Мелькает, как на экране, давняя и давно угасшая жизнь. Беззвучный кашель, нищета, кашель, снег, кашель, картины, кашель и кровь, подмешанная в масло, ее свежие мазки, присохшие к полотнам. Гигантская воля, мощь, верность призванию, которой отданы все земные соки слабого тела. И вечная неуверенность того, кто заведомо способен удержать на ладони громаду замысла, рожденного искрой души. (Чем измерить ее энергию и кто взвесит эту искорку! Она вспыхивает в зените чередой огненных куполов, пламенным покровом всего самого бесценного.)

Собственный напор, остывая и твердея, подминает человека своей многотонной мощью. Свеча Росалеса гаснет; стройный и хрупкий, мягкая бородка, лихорадочный румянец на скулах, одышка, спазмы, в глазах роятся черные мухи, он еле держится. Огонек багровеет, сизая вспышка, черный фитиль. Этот испанский постоялец, иссякший родник душевной силы, меняет пристанище. Башня пустеет, бурая и холодная, он сливается с ее тенью, становится тенью и, смахнув с лица последние золотые пылинки, тянется к подножью, к земле — и погружается в эту землю, эту темную родину, не нуждаясь больше ни в отрешенности, ни в стойкости.

Исаак Пераль

Испанский изобретатель, мореплаватель и физик в парадной форме, с раздвоенной королевской бородкой, серьезный, озабоченный и бесстрашный, — в дворянском собрании Могера. (А в моем кармашке — кремовый платок с лиловой субмариной посередке.) Изобретатель и изобретение прочно стали на якорь в национальной культуре: помимо привычного клише, газетного, на всех подмостках, в куплетах и сценках, на размалеванных охрой фасадах и т. д. (На крепостной стене красовалась огромная анилиновая субмарина в компании акул и глобусов, от которых меня, при известном освещении, брала оторопь.)

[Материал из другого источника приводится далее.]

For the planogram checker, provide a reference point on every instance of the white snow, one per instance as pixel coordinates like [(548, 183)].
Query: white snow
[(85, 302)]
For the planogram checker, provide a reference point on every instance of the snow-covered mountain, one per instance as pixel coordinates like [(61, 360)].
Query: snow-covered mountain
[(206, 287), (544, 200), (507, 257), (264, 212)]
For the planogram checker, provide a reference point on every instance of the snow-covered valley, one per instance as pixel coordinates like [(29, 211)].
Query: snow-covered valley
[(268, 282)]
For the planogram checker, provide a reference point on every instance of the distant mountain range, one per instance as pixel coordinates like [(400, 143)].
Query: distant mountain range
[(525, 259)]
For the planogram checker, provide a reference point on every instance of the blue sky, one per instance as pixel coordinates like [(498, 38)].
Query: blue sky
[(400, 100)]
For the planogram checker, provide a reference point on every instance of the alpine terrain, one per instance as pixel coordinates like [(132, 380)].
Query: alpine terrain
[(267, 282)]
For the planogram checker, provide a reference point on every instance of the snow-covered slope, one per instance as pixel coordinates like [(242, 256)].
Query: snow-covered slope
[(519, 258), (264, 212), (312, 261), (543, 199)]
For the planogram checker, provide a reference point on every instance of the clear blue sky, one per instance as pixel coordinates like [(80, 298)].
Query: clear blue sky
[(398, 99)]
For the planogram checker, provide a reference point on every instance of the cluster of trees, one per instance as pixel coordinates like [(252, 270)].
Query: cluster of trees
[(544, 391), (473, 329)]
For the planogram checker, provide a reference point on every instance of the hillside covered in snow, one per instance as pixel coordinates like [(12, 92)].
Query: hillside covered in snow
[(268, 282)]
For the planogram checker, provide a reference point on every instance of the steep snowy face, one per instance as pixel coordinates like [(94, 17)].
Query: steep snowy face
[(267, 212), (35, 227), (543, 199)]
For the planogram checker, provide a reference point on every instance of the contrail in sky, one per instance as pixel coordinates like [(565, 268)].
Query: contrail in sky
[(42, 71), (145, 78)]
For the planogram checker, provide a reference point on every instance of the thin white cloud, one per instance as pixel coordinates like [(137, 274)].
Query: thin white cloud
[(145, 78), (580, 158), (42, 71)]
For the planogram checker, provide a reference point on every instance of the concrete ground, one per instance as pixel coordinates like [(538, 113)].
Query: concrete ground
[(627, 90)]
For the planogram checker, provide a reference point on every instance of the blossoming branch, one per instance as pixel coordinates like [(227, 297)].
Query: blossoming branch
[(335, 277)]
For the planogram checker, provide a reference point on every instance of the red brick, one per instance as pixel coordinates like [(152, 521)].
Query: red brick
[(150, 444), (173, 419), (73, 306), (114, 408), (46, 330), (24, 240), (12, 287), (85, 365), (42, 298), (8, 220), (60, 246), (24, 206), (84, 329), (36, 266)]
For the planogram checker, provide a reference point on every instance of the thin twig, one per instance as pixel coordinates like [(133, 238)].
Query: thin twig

В Севилье народ жужжал об этом день и ночь, оцепенело роился в уличных ульях. В мадридском отеле, Славянском цирке, в поездах и парках ни о чем другом не говорили. Мне казалось, что призрак Пераля мелькает на каждом углу в каждом городе. И в нашей школе, где впервые после каникул зажглись фонари, чтобы высветить нашу тоску, все говорили только о Перале и его подводной лодке.

В том незабываемом сентябре странно смешались неврастения школьного возврата и субмарина Пераля. По слухам, она должна была прибыть на следующий день. Следующий день был воскресным, и нас вывели на вечернюю прогулку; колонна по три в ряд, виляя, двинулась к морю. Вечер был серым, землистым, пустым и глупым, одним из тех нестерпимых вечеров интерната, осенним межсезоньем детства, мучительно знакомым школярам всех времен и народов. Одним из тех расхристанных вечеров, когда кажется, что абсолютного смысла жизни не существует, а относительный немного стоит. (И знакомая девочка в том числе.) На топком берегу газовый завод угнетал как никогда своей чернотой и неуместностью. Мы спешили, спотыкаясь о жестянки в замызганной траве, не обращая внимания на бурую тучу с мерцающими краями. Видна ли субмарина с берега? Одни уверяли, другие спорили. «Гляди, гляди, сразу за собором!» — «Не видишь? Да вон она, за крепостью!» Я то видел ее, то нет — то есть, не видел. Я влезал на скалы, черные от ракушек, и ничего не видел. Да в конце концов и никто не видел. Странно все это выглядело! Казалось, будто море исчезло, будто гавань высохла озерком, лужей, канавкой, а Кадис перешагнул ее и съежился. Это люди чернели, копошась муравейником на городских стенах? Духовые оркестры задыхались в дряблом воздухе? Цвет воды был грязным, густым, жирным, и в этой жиже тяжело колыхались оливковые пятна фонарей. Я не представлял, как может субмарина победно и радостно вплыть в такой вечер. Все флаги, все кокарды и эполеты для меня померкли. Была ли то плоская, как медуза, мертвая субмарина? Или вялая зыбь покачивала мертвую рыбину?

Лучшая из подводных лодок осталась на моем платочке, сиреневая после стирок, в желтоватом море линялого шелка. Я честно хранил ее, вкупе с шоколадной сигарой в серебряной обертке, в верхнем кармане моей роскошной, черной с золотом, парадной формы. Парадной формы Исаака Пераля.